Astronomie

Drake-Gleichung

Drake-Gleichung

1961 entwickelte SETI-Präsident Frank Drake eine Gleichung, um die Wahrscheinlichkeit zu berechnen, mit der andere Zivilisationen in der Milchstraße in Berührung kommen. Dabei wurden astronomische, biologische und technologische Faktoren berücksichtigt. Seine Formel lautet:
N = R * x Fp x Ne x Fl x Fi x Fc x L.

R * Dies ist die Anzahl der Sterne, die jedes Jahr in unserer Galaxie geboren werden. Nur wer lange genug lebt, um sich weiterzuentwickeln, zählt. Riesen sind ausgeschlossen, weil sie ihren Treibstoff schnell verbrauchen und bald sterben. Zwerge mit einer sehr geringen Masse zählen auch nicht, da sie normalerweise keine bewohnbaren Gebiete erzeugen. Das sind ungefähr 200.000.000 Sterne pro Jahr.

Fp Es ist der Bruchteil dieser Sterne mit Planeten. Es ist üblich, dass ein Stern Planeten in der Umlaufbahn hat. Lassen Sie uns zwischen 100 und 150 Millionen Sterne setzen. Die Planeten werden durch Ansammlung schwerer Elemente gebildet. In der Nähe der galaktischen Scheibe gibt es schwerere Elemente und mehr Planeten, aber auch mehr Supernovae, die ihr Überleben gefährden. Weit entfernt von der Scheibe ist die Anzahl der Planeten geringer, aber ihre Überlebenschancen steigen. Die Anzahl der Sterne mit Planeten im optimalen Bereich der galaktischen Scheibe wird auf 25.000 Millionen reduziert.

Ne es ist die Anzahl der Planeten, die sich in der Ökosphäre befinden, also in der für das Leben optimalen Zone. Hier kann es flüssiges Wasser geben, das Grundelement für das Leben. Gasförmige Planeten werden verworfen. Wir gehen davon aus, dass es nur Leben auf den felsigen Planeten geben kann, obwohl wir uns möglicherweise irren. Es gibt 10.000 Millionen Planeten um 5.000 Millionen Sterne.

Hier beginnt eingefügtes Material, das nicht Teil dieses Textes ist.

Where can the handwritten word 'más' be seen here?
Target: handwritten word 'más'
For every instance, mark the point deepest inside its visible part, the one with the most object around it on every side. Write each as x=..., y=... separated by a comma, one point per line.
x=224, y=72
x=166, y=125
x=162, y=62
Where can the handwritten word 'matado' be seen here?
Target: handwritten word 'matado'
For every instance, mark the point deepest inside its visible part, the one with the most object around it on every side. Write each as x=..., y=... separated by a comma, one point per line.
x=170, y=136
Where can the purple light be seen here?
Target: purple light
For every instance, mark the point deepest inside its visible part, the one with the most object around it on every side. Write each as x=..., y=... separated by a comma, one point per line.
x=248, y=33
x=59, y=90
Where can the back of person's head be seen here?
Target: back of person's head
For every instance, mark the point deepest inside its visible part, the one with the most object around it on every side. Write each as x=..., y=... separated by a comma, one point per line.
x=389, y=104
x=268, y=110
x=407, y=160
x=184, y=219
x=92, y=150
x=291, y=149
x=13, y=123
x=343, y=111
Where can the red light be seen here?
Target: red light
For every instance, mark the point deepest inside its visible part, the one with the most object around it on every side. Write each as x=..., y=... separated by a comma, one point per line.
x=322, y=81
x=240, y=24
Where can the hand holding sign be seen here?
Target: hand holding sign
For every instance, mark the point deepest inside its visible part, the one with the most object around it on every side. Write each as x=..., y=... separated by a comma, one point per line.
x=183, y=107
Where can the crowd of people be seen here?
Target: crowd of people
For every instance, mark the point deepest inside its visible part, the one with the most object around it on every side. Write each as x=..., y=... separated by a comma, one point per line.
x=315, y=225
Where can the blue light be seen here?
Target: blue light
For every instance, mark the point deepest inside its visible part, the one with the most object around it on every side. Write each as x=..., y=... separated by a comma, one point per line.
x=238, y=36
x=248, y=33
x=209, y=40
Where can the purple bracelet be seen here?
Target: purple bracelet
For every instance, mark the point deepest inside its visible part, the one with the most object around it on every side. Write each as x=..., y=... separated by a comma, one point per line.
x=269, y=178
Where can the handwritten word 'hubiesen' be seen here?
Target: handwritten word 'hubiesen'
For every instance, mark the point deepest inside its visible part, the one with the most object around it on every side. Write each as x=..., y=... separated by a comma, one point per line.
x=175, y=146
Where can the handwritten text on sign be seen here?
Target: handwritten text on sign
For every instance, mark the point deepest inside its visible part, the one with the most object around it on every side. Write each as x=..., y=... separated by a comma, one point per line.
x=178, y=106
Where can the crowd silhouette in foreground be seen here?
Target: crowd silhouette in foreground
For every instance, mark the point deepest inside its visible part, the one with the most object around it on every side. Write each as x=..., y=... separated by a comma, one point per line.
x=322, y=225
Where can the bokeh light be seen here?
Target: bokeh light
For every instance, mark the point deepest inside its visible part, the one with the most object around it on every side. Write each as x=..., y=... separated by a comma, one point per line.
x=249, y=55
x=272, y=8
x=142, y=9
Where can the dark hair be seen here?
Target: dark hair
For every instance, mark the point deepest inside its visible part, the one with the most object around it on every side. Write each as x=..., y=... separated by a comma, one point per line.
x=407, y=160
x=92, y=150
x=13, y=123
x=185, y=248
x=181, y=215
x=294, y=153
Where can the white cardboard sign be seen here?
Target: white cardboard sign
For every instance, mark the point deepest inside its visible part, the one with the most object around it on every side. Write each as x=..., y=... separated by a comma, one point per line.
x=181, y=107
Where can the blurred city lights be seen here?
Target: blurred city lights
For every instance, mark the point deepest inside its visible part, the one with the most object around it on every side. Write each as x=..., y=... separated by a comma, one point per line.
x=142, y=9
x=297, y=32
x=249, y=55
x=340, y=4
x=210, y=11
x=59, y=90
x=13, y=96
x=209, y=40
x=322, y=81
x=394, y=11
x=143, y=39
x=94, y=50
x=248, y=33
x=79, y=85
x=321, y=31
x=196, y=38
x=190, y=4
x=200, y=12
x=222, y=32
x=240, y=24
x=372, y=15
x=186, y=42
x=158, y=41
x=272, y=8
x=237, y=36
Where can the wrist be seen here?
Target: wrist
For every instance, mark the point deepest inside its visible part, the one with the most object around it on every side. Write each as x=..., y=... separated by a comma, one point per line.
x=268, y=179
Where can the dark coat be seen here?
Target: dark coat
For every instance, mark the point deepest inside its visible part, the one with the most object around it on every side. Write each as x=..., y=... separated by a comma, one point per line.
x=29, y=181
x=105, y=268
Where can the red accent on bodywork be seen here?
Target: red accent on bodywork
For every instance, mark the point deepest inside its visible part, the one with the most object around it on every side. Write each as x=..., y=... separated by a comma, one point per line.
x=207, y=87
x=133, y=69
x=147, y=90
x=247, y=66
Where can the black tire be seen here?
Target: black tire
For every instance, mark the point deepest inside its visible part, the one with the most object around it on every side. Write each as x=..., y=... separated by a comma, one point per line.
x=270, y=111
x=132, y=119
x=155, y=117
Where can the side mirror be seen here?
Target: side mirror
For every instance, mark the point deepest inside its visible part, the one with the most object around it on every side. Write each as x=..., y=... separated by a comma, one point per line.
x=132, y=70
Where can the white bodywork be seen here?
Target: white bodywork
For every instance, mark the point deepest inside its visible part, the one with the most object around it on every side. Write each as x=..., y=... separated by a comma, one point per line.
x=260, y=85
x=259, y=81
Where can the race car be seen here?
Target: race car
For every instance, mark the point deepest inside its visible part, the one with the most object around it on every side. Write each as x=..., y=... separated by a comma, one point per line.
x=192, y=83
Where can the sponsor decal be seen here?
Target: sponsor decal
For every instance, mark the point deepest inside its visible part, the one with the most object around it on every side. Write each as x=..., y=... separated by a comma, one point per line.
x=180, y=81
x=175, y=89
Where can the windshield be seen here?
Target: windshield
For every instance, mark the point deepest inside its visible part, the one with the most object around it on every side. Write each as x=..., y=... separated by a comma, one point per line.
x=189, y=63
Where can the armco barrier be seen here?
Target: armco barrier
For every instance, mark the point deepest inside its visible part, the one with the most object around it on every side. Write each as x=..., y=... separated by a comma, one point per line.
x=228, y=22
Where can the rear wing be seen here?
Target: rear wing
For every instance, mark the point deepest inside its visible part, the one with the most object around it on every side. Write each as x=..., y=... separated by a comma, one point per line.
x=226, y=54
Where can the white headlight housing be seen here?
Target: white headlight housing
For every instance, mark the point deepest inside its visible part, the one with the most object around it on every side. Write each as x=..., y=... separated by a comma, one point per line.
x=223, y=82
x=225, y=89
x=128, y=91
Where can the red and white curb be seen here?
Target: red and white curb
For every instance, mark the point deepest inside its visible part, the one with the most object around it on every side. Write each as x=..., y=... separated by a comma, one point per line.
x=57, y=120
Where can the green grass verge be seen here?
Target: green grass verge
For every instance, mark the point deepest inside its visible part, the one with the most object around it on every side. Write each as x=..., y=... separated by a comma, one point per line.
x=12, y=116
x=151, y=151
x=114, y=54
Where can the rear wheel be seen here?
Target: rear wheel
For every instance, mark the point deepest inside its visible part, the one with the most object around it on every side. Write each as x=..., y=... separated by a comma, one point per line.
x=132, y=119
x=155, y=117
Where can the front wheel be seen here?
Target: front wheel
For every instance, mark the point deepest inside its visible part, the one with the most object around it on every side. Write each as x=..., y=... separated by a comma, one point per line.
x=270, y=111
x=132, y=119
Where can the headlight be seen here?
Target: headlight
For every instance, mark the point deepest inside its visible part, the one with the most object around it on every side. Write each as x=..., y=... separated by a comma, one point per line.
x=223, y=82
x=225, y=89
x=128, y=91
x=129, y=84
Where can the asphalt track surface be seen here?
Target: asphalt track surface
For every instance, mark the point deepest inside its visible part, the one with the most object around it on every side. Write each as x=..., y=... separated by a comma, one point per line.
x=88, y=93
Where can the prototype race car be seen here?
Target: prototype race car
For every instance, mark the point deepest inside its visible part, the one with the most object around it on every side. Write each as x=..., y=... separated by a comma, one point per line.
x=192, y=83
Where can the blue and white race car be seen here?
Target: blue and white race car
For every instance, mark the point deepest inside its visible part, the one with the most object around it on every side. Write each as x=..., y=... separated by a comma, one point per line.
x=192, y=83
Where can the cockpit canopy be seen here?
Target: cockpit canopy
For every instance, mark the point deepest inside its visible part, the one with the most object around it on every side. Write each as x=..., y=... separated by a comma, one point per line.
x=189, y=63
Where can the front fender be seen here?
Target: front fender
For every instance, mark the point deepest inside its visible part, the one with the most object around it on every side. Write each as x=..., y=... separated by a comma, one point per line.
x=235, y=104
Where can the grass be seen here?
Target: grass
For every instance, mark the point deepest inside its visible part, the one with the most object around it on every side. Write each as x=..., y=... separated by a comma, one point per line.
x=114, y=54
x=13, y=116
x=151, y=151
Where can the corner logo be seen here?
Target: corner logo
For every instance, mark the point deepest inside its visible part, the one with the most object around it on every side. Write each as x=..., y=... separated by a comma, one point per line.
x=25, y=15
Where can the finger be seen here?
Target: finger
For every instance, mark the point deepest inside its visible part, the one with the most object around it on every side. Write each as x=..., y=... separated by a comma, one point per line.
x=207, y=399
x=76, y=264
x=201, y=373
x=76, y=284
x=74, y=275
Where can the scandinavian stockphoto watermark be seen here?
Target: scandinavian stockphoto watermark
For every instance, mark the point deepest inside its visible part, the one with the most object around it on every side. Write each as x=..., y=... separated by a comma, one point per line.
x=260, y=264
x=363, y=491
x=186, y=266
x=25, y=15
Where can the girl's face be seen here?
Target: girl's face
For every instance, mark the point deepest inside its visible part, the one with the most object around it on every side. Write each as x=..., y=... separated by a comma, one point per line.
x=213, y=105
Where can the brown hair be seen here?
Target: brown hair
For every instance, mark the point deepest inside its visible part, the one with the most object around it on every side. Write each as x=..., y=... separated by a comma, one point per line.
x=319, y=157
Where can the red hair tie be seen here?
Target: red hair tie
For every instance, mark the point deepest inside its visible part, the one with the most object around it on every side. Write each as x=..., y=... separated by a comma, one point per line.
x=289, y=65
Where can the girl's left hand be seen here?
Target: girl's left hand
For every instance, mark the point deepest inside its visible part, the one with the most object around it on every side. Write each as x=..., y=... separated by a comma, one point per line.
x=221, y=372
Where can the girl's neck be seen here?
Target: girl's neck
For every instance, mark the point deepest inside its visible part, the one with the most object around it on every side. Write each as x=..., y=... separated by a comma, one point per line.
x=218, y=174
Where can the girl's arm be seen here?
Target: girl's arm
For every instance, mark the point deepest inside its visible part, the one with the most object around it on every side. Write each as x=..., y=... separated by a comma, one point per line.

Fl Es ist der Bruchteil dieser Planeten, der Leben entwickeln kann. Wo es genug organische Materie, Kohlenstoff, flüssiges Wasser und Energiequellen zum Leben gibt. Die Zahl ist auf 25 Millionen Planeten reduziert.

Fi Es ist der Bruchteil von Planeten, auf dem sich intelligentes Leben entwickelt. Und die Planeten, auf denen intelligentes Leben eine technologische Entwicklung erreicht, die interstellare Kommunikation ermöglicht. Sie sind die am schwierigsten vorherzusagenden Daten, da es sich nur um Spekulationen handelt. Es wird angenommen, dass, sobald das Leben erscheint, seine Entwicklung unvermeidlich ist. Obwohl vielleicht nicht. Oder, auch wenn es so ist, es entwickelt sich technologisch nicht so wie wir. Nach Schätzungen von durchschnittlich 1% bleiben 250.000 Planeten übrig.

L Es ist Ausdauer. Das ist die Zeit, in der eine Zivilisation mit diesem technischen Niveau überlebt. Zivilisationen werden geboren, überleben für eine kurze kosmische Periode und sterben aus. Die Wahrscheinlichkeit, dass zwei Zivilisationen zeitlich zusammenfallen, ist sehr gering. Und obwohl sie zusammenfallen, sind die interstellaren Entfernungen so groß, dass die Wahrscheinlichkeit der Kommunikation während ihres Bestehens fast gleich Null ist.

N Es ist das Endergebnis. Optimistisch ist, dass die Wahrscheinlichkeit, mit anderen Zivilisationen der Milchstraße in Kontakt zu treten, nicht bei 100 liegt. Im schlimmsten Fall ist N = 1. Wir wären alleine in unserer Galaxie. Möglicherweise gab oder gab es viele andere Zivilisationen in anderen Galaxien oder in unseren. Oder vielleicht sind wir die Ersten. Unabhängig davon, ob wir alleine sind oder nicht, ist die Wahrscheinlichkeit, mit anderen außerirdischen Zivilisationen in Kontakt zu treten, praktisch gleich Null.